Although the viscosity of the composition of this invention is not specifically limited, It is preferable that the viscosity in 50 degreeC is 50-500 mPa * s, especially 100-400 mPa * s.
When the viscosity at 50 ° C. is less than the above lower limit, the fluidity of the composition becomes high, and the composition tends to flow out of the lens mold when the lens array is formed, and it tends to be difficult to obtain a lens array having a uniform thickness. If the viscosity at 50 ° C. exceeds the above upper limit, the fluidity of the composition decreases, and it tends to be difficult to fill the lens mold with the composition when forming a lens array, and bubbles are involved. This tends to make it difficult to form a high-definition lens array free from optical defects. Furthermore, the workability of injecting the composition into the lens mold also tends to decrease.

The Vickers hardness at 20 ° C. of the cured product of the composition of the present invention is 12 to 25, preferably 14 to 23.
When the Vickers hardness is 12 or more, the cured product has good mechanical properties such as scratch resistance and mechanical strength as a lens array such as a prism sheet for a high brightness backlight. On the other hand, if the Vickers hardness exceeds 25, the hardness of the cured product becomes too high, and there is a risk of damage to other members (backlight guide or the like) that come into contact with the Vickers hardness.

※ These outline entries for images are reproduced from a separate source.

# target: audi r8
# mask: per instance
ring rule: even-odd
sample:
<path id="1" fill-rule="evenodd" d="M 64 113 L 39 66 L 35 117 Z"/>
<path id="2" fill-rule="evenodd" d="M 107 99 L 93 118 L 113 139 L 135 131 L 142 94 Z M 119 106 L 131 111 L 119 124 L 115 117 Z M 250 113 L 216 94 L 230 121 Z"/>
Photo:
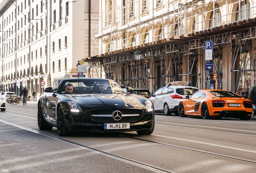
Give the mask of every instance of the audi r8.
<path id="1" fill-rule="evenodd" d="M 46 88 L 39 100 L 40 130 L 56 127 L 60 136 L 72 131 L 136 131 L 150 135 L 155 127 L 153 103 L 125 93 L 115 81 L 94 78 L 62 80 L 57 91 Z"/>
<path id="2" fill-rule="evenodd" d="M 252 105 L 248 98 L 230 91 L 203 90 L 182 100 L 178 112 L 182 117 L 202 116 L 204 119 L 211 119 L 225 117 L 248 120 L 252 114 Z"/>

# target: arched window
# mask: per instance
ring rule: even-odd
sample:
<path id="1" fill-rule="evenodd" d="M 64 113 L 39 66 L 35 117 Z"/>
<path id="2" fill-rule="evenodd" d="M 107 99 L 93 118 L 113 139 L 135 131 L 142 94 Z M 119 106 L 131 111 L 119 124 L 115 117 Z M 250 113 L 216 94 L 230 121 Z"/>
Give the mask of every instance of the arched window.
<path id="1" fill-rule="evenodd" d="M 218 4 L 215 4 L 214 10 L 214 16 L 213 16 L 213 10 L 212 11 L 210 18 L 211 20 L 210 20 L 210 24 L 209 28 L 213 28 L 221 24 L 221 13 Z M 214 19 L 213 19 L 214 18 Z"/>
<path id="2" fill-rule="evenodd" d="M 242 1 L 240 6 L 241 7 L 241 13 L 239 10 L 239 5 L 238 5 L 236 10 L 238 12 L 236 13 L 235 15 L 235 21 L 243 20 L 250 18 L 250 3 L 249 0 Z"/>
<path id="3" fill-rule="evenodd" d="M 179 34 L 178 29 L 178 24 L 175 24 L 175 27 L 174 27 L 174 36 L 177 36 Z"/>
<path id="4" fill-rule="evenodd" d="M 134 34 L 132 36 L 132 47 L 136 46 L 136 38 Z"/>
<path id="5" fill-rule="evenodd" d="M 159 32 L 158 33 L 158 40 L 163 40 L 165 39 L 165 31 L 162 28 L 163 26 L 161 25 L 159 29 Z"/>
<path id="6" fill-rule="evenodd" d="M 144 35 L 144 43 L 147 44 L 149 42 L 149 32 L 147 30 L 146 31 L 146 33 Z"/>

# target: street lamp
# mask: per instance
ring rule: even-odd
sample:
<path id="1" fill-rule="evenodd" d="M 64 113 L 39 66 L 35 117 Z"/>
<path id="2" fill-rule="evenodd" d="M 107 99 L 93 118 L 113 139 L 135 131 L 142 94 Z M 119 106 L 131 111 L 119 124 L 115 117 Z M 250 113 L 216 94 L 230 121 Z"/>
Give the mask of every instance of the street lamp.
<path id="1" fill-rule="evenodd" d="M 138 88 L 138 66 L 139 66 L 139 61 L 140 60 L 140 57 L 141 57 L 141 52 L 139 50 L 138 46 L 137 48 L 137 50 L 134 52 L 134 55 L 135 56 L 135 60 L 136 60 L 136 64 L 137 64 L 137 87 Z"/>
<path id="2" fill-rule="evenodd" d="M 40 72 L 40 77 L 43 78 L 43 78 L 44 78 L 44 73 L 43 73 L 43 71 Z"/>

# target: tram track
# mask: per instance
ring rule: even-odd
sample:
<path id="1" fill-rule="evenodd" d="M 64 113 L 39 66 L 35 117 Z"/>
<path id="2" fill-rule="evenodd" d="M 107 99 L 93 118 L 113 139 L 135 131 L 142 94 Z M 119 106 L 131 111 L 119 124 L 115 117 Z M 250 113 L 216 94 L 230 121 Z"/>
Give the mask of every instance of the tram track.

  According to the active energy ray-curable composition of the present invention having the above configuration, a high-definition lens array having excellent mechanical properties such as heat resistance and scratch resistance can be obtained. In addition, the composition of the present invention is excellent in curability and mold releasability, and a high-definition lens array having a desired pattern can be easily obtained by simply injecting the composition into a lens mold and curing and releasing the composition. Can be formed with good productivity.

"Structure of optical sheet"
The optical sheet of the present invention is characterized by comprising a lens array formed by molding and curing the above active energy ray-curable composition of the present invention.
The present invention can be preferably applied to an optical sheet having a lens array on the surface of a translucent substrate such as a film, a sheet, or a plate. In particular, the present invention can be preferably applied to a prism sheet used for a liquid crystal display device backlight or the like.

  Hereinafter, the structure of an optical sheet according to an embodiment of the present invention will be described with reference to the drawings, using a backlight prism sheet as an example. An example of a backlight including the prism sheet will also be described. FIG. 1 is a perspective view showing a state mounted on a backlight, and FIG. 2 is a sectional view in the thickness direction of the prism sheet. In FIG. 1, the base material of the prism sheet is not shown.

  As shown in the figure, the prism sheet 3 of the present embodiment is generally composed of a translucent substrate 1 such as a film, a sheet, or a plate, and a lens array 2 formed thereon.

The material of the substrate 1 is not particularly limited as long as it transmits an active energy ray, but transparent synthetic resins such as glass, acrylic resin, polycarbonate resin, vinyl chloride resin, polymethacrylimide resin, and polyester resin are used. . From the viewpoint of light transmittance as a backlight, a transparent synthetic resin is usually used. The substrate 1 may be subjected to treatments such as antistatic and antireflection.
The lens array 2 may be provided directly on the substrate 1, but may be provided via the adhesion improving layer 4. The adhesion improving layer 4 can be formed by separately providing an easy adhesion layer made of an acrylic resin, a urethane resin, or the like, or by roughening the surface layer portion of the substrate 1.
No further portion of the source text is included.